Balkoncuğumda bir kahve keyfini daha erteleyerek üstümü değiştirip evden çıktım. Apartmanın önünde oturarak bekleyecektim Cho'yu. Belki de beni almaması için ona mesaj atmalıydım. Böylece otele daha çabuk giderdim.
Telefonumu çantamdan çıkardım. Narin'den gelen bir mesaj olduğunu görünce aklıma ilk gelen şey kovulup kovulmadığımdı.
Acilen konuşmalıyız
Alelacele yazılmış bu mesajı okuyunca iki gün önce alış veriş merkesinde gazetecilere yakalandığımız an aklıma geldi. Gazetelere düşüp düşmediğini henüz araştırmaya zamanım olmamıştı ama haber çıkmış olsa bile Lee'yi kovacak değillerdi ya. Kesin ben kovulmuştum.

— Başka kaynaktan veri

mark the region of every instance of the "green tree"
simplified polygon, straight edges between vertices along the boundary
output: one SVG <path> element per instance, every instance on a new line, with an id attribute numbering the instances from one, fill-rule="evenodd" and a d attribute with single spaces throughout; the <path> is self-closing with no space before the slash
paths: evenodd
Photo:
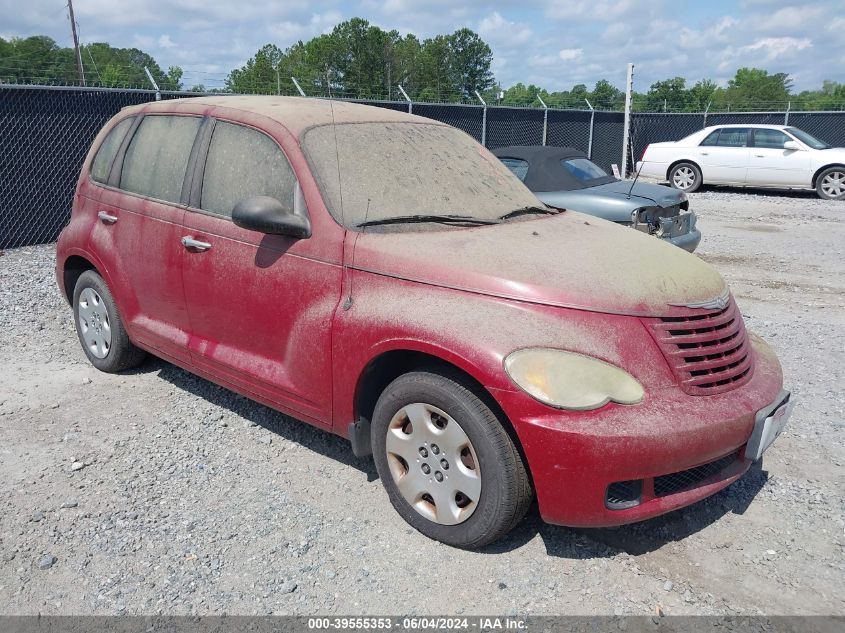
<path id="1" fill-rule="evenodd" d="M 724 90 L 714 93 L 720 108 L 732 110 L 783 109 L 790 100 L 792 80 L 787 73 L 769 74 L 761 68 L 740 68 Z"/>
<path id="2" fill-rule="evenodd" d="M 686 79 L 675 77 L 651 84 L 645 96 L 647 112 L 684 112 L 690 106 L 692 95 Z"/>
<path id="3" fill-rule="evenodd" d="M 590 93 L 593 107 L 601 110 L 618 110 L 625 105 L 625 93 L 607 79 L 599 79 Z"/>

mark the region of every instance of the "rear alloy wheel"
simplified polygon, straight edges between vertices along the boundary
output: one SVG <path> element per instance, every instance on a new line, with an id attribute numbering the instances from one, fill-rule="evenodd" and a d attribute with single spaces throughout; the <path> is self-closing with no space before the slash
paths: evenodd
<path id="1" fill-rule="evenodd" d="M 452 378 L 412 372 L 376 404 L 373 455 L 393 507 L 429 538 L 475 548 L 511 530 L 532 493 L 502 423 Z"/>
<path id="2" fill-rule="evenodd" d="M 73 316 L 82 349 L 100 371 L 114 373 L 144 361 L 146 354 L 129 340 L 106 282 L 93 270 L 76 282 Z"/>
<path id="3" fill-rule="evenodd" d="M 669 172 L 669 184 L 691 193 L 701 186 L 701 170 L 692 163 L 678 163 Z"/>
<path id="4" fill-rule="evenodd" d="M 820 173 L 816 193 L 826 200 L 845 200 L 845 167 L 831 167 Z"/>

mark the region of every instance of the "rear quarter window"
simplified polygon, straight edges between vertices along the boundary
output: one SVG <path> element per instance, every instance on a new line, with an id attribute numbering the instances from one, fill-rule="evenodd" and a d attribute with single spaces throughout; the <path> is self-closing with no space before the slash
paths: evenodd
<path id="1" fill-rule="evenodd" d="M 100 144 L 100 149 L 97 150 L 97 155 L 94 156 L 94 161 L 91 163 L 91 178 L 96 182 L 105 183 L 108 181 L 111 164 L 120 148 L 123 137 L 126 136 L 126 132 L 132 125 L 132 121 L 133 118 L 129 117 L 115 125 Z"/>
<path id="2" fill-rule="evenodd" d="M 519 158 L 502 158 L 500 159 L 505 167 L 513 172 L 513 175 L 524 181 L 525 176 L 528 175 L 528 161 Z"/>
<path id="3" fill-rule="evenodd" d="M 144 117 L 126 150 L 120 188 L 165 202 L 179 202 L 201 122 L 199 117 L 191 116 Z"/>

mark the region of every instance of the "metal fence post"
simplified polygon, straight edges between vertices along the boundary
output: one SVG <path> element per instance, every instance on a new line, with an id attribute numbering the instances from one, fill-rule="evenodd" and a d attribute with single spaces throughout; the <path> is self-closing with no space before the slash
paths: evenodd
<path id="1" fill-rule="evenodd" d="M 549 106 L 543 101 L 543 97 L 537 95 L 537 100 L 543 106 L 543 145 L 546 144 L 546 137 L 549 133 Z"/>
<path id="2" fill-rule="evenodd" d="M 161 101 L 161 90 L 158 89 L 158 84 L 156 83 L 156 80 L 153 79 L 153 74 L 146 66 L 144 66 L 144 72 L 147 73 L 147 79 L 150 80 L 150 83 L 153 85 L 153 89 L 156 91 L 156 101 Z"/>
<path id="3" fill-rule="evenodd" d="M 634 65 L 628 64 L 628 80 L 625 82 L 625 122 L 622 128 L 622 178 L 628 175 L 628 140 L 631 135 L 631 92 L 634 89 Z"/>
<path id="4" fill-rule="evenodd" d="M 478 90 L 475 91 L 475 96 L 478 97 L 481 105 L 484 106 L 484 109 L 481 111 L 481 144 L 487 147 L 487 102 L 481 98 Z"/>
<path id="5" fill-rule="evenodd" d="M 785 114 L 785 115 L 784 115 L 784 117 L 783 117 L 783 124 L 784 124 L 784 125 L 789 125 L 789 111 L 790 111 L 791 109 L 792 109 L 792 102 L 791 102 L 791 101 L 787 101 L 787 102 L 786 102 L 786 114 Z"/>
<path id="6" fill-rule="evenodd" d="M 593 104 L 590 103 L 590 100 L 584 97 L 584 101 L 587 102 L 587 107 L 590 108 L 590 138 L 587 140 L 587 158 L 593 157 L 593 125 L 596 122 L 596 111 L 593 108 Z"/>
<path id="7" fill-rule="evenodd" d="M 711 104 L 711 103 L 713 103 L 713 102 L 712 102 L 712 101 L 708 101 L 708 102 L 707 102 L 707 107 L 706 107 L 706 108 L 704 108 L 704 125 L 703 125 L 703 126 L 701 126 L 701 129 L 702 129 L 702 130 L 703 130 L 704 128 L 706 128 L 706 127 L 707 127 L 707 113 L 710 111 L 710 104 Z"/>
<path id="8" fill-rule="evenodd" d="M 296 77 L 291 77 L 290 80 L 293 82 L 293 85 L 296 86 L 296 89 L 299 91 L 299 96 L 304 97 L 305 91 L 302 89 L 302 86 L 299 85 L 299 82 L 296 80 Z"/>
<path id="9" fill-rule="evenodd" d="M 414 102 L 411 101 L 411 97 L 408 96 L 408 93 L 405 92 L 405 89 L 402 87 L 402 84 L 396 84 L 399 86 L 399 92 L 402 93 L 402 96 L 405 97 L 405 101 L 408 102 L 408 114 L 414 113 Z"/>

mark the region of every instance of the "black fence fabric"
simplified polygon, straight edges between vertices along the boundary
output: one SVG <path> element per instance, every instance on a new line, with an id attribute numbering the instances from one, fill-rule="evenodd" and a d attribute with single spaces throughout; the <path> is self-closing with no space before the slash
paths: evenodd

Rehberimde Narin'in ismini bulduğumda kafamda ona anlatacaklarımı sıralamaya başladım ama daha ilk çalışta açınca hepsini unuttum.
"Günaydın, gizli senarist."
Sesindeki neşe beni biraz rahatlattı. Narin gülebiliyorsa hala bir işim var demekti. Rahat bir nefes alarak kaldırıma oturdum.
"Böyle söyleme." dedim. "Utanıyorum."
"Eh, o zaman," dedi samimi bir alayla. "Alış veriş merkezinde gazetecilere yakalandığınız için birazcık çıkışsam sorun olmaz herhalde."
Kalbim yerinden çıkacak gibi oldu.
"Nereden biliyorsun?" diyebildim.
"Aslında elimde bir gazete var." Masasının arkasındaki koltuğunda döndüğünü biliyordum. "Bence herkes biliyor."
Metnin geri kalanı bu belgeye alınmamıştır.